Our Name

Bradford Academy – A Name Rooted in Godly Heritage

Several years ago, when we began meeting to discuss the possibility of starting a school in Mebane, we asked ourselves, “What do we want an independent school to accomplish?”  From that discussion we formulated a list of ideals that we hoped would characterize a graduate from the school. These ideals included, among other things, godliness, courage, perseverance, the ability to think with wisdom and discernment, and the ability to speak with eloquence. We desire an institution that would help train children to bring Christ into the marketplace of ideas, business, politics, and any other calling. When we reached the point of choosing a name, we wanted to pick something that would embody our vision. For this reason we decided to name the school for an historic figure that lived a life of godliness and grace,  an individual who embodied the virtue and character we are teaching our children.  We settled on William Bradford, the renowned Pilgrim leader and governor of Plymouth colony.

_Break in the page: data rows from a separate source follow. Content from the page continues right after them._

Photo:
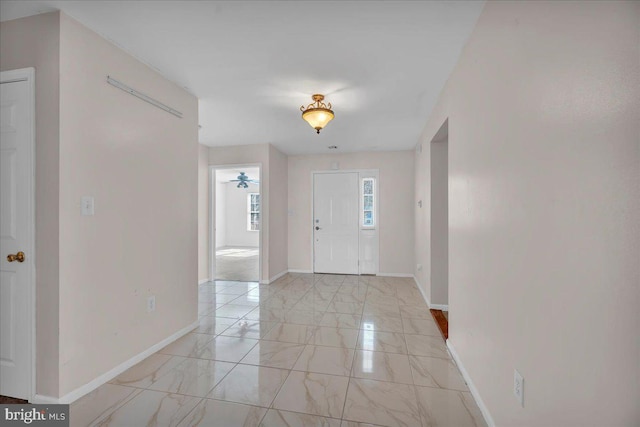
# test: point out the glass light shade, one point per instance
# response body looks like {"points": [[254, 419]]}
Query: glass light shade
{"points": [[317, 118]]}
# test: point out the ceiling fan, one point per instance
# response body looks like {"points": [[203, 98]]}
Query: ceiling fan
{"points": [[243, 181]]}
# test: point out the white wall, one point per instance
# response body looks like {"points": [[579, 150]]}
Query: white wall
{"points": [[35, 42], [396, 181], [203, 212], [235, 206], [544, 195], [221, 214], [141, 165], [278, 220]]}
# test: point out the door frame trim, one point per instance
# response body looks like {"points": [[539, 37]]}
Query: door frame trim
{"points": [[212, 216], [360, 172], [13, 76]]}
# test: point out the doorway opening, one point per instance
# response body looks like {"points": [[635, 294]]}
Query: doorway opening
{"points": [[439, 149], [236, 223]]}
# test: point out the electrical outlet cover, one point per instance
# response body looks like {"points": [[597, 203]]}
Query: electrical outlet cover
{"points": [[518, 386]]}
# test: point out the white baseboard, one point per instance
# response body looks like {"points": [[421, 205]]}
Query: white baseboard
{"points": [[395, 274], [108, 376], [474, 391], [443, 307], [40, 399], [424, 296], [274, 278]]}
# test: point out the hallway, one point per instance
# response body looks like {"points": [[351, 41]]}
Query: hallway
{"points": [[238, 264], [305, 350]]}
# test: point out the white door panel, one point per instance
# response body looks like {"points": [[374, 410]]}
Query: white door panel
{"points": [[16, 234], [335, 222]]}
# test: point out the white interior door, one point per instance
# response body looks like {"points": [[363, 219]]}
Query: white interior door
{"points": [[16, 230], [335, 222]]}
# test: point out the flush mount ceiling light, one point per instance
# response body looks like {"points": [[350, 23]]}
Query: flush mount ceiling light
{"points": [[317, 114]]}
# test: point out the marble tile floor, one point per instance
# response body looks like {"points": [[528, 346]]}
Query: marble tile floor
{"points": [[307, 350]]}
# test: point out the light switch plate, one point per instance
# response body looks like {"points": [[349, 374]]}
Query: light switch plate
{"points": [[518, 387], [88, 207]]}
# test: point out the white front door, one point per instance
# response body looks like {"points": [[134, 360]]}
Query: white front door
{"points": [[16, 232], [335, 222]]}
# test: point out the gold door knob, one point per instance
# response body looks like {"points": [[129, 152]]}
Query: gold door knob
{"points": [[16, 257]]}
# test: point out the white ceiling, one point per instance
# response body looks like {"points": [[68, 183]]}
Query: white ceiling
{"points": [[226, 175], [382, 64]]}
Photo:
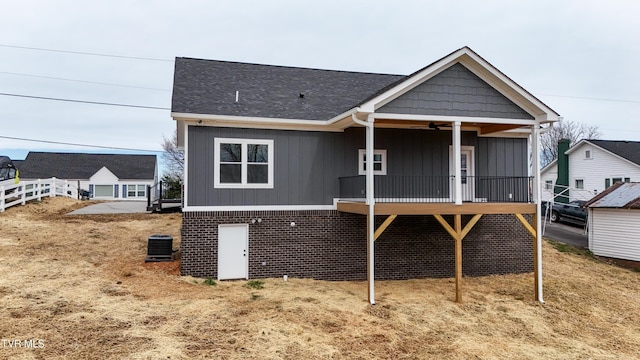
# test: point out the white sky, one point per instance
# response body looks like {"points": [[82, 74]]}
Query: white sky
{"points": [[579, 57]]}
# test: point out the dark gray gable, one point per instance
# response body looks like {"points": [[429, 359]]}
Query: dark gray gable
{"points": [[42, 165], [455, 91], [209, 87], [629, 150]]}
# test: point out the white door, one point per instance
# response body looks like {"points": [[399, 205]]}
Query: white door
{"points": [[466, 172], [233, 244]]}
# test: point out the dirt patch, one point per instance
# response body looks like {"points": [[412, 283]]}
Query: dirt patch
{"points": [[80, 284]]}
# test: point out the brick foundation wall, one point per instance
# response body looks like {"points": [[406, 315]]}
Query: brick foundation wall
{"points": [[331, 245]]}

Godliness and Conviction in His Youth

William Bradford came to faith as a young man. Born in 1590, Bradford was soon orphaned and suffered trials from an early age. He experienced sickness often; however, during his illnesses he gained an education through reading the few books that were available to him. He read the Scriptures and learned to love Christ and the Gospel. While still a teen, he came to believe that the doctrines of the state church were not according to his understanding of the Scriptures. This conviction brought him persecution, betrayal, exile, poverty and many other hardships unimaginable in our day. He refused to bow to the dominant worldview of his day and instead hold to the Word of God.  It was this conviction that caused him to forsake the benefits and prosperity of his home to become one of the Pilgrims and sail to the untamed New World. The Pilgrims dreamed of a society characterized by liberty of conscience, the simple and biblical worship of God, and freedom to live in peace.  When they landed at Plymouth on December 25th 1620, that vision seemed almost futile.

That winter was the first of many extreme trials.  By the time summer arrived, only half of their number had survived.

A Godly Leader

One of those who had perished was John Carver the official leader of the group. Bradford was chosen as the new governor and held that position for the next sixty years. It was Bradford who established just laws, a stable economy, and a safe and orderly community. It was Bradford who maintained one of the longest peace treaties with the native tribes in the area. It was Bradford who brought them to that first Thanksgiving feast.

With great faith in God and love for Christ, he led the colony with wisdom and humble devotion to his people.  He was reelected over thirty times, a testimony to his esteem among the Pilgrims! Through his faithfulness and labors, the seeds of democracy were planted in America, freedom of religion was introduced, and the rule of law was brought to a wild land. He remains one of the true fathers of this nation. He was a great Christian leader because he was a faithful Christian man.

An Example to Follow

This godly saint embodied many of the virtues we desire for ourselves and our children. It is for this reason we decided to name the school in honor of William Bradford.  May God bless our efforts to establish a Christian and Classical school in the spirit of a great Pilgrim, and may God be pleased to use this effort to raise up many “Bradfords” for His work among the next generation.

He was a person for study as well as action; and hence, notwithstanding the difficulties through which he had passed in his youth, he attained unto a notable skill in languages.  He was also well skilled in History, in Antiquity, and in Philosophy; and for Theology he became so versed in it, that he was an irrefragable disputant against the errors.  But the crown of all was his holy, prayerful, watchful, and fruitful walk with God, wherein he was very exemplary.